L’obbligo di raccolta differenziata dell’organico, istituito dal decreto legislativo n° 116 del 2020, ha un ruolo centrale nel raggiungimento degli obiettivi di preparazione per il riutilizzo e riciclaggio dei rifiuti urbani e di riduzione dello smaltimento in discarica. I numeri sull‘intercettazione dell’organico evidenziano un continuo incremento negli anni, dai 4,5 milioni di tonnellate del 2011 ai 7,4 del 2021, per un fabbisogno di trattamento in costante crescita.

Tuttavia, la disponibilità di impianti per il trattamento mostra un’offerta più che adeguata nel Nord del Paese, dove gli impianti sono mediamente di maggiori dimensioni e in grado di combinare il recupero di materia con quello di energia e con la produzione di biocarburanti. Nelle aree del Centro Sud invece la dotazione rimane più carente e parcellizzata: gli impianti sono di dimensioni minori e prevalentemente orientati al recupero di materia.

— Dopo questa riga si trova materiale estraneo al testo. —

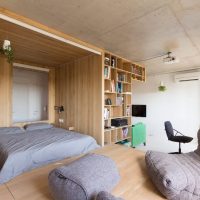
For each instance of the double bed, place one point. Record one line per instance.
(26, 150)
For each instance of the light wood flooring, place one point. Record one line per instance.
(134, 184)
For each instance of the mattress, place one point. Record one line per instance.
(25, 151)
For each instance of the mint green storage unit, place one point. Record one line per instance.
(138, 134)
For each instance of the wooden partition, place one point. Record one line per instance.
(5, 92)
(6, 79)
(79, 88)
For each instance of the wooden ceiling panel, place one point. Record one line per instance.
(36, 48)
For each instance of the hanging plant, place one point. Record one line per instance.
(8, 52)
(162, 88)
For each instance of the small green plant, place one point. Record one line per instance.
(162, 88)
(8, 52)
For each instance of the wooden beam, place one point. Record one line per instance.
(39, 28)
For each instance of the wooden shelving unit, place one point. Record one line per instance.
(118, 76)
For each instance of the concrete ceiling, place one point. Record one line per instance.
(134, 29)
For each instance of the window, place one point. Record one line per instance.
(30, 95)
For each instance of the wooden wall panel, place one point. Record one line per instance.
(79, 88)
(5, 92)
(52, 98)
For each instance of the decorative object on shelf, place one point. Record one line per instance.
(107, 72)
(59, 109)
(169, 59)
(119, 100)
(128, 111)
(107, 61)
(162, 87)
(112, 86)
(7, 51)
(121, 77)
(125, 132)
(108, 101)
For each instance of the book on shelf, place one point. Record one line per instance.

Il mercato, dunque, attesta da tempo una movimentazione verso Nord del rifiuto organico. Alcuni pronunciamenti di ARERA, l’autorità di regolazione per energia reti e ambiente, hanno affidato alle singole Regioni il compito di rimuovere le cause di questa disparità territoriale. Anche se tali provvedimenti sono attualmente in fase di esame da alcuni Tribunali Amministrativi Regionali. Intanto, però, le disparità territoriali restano.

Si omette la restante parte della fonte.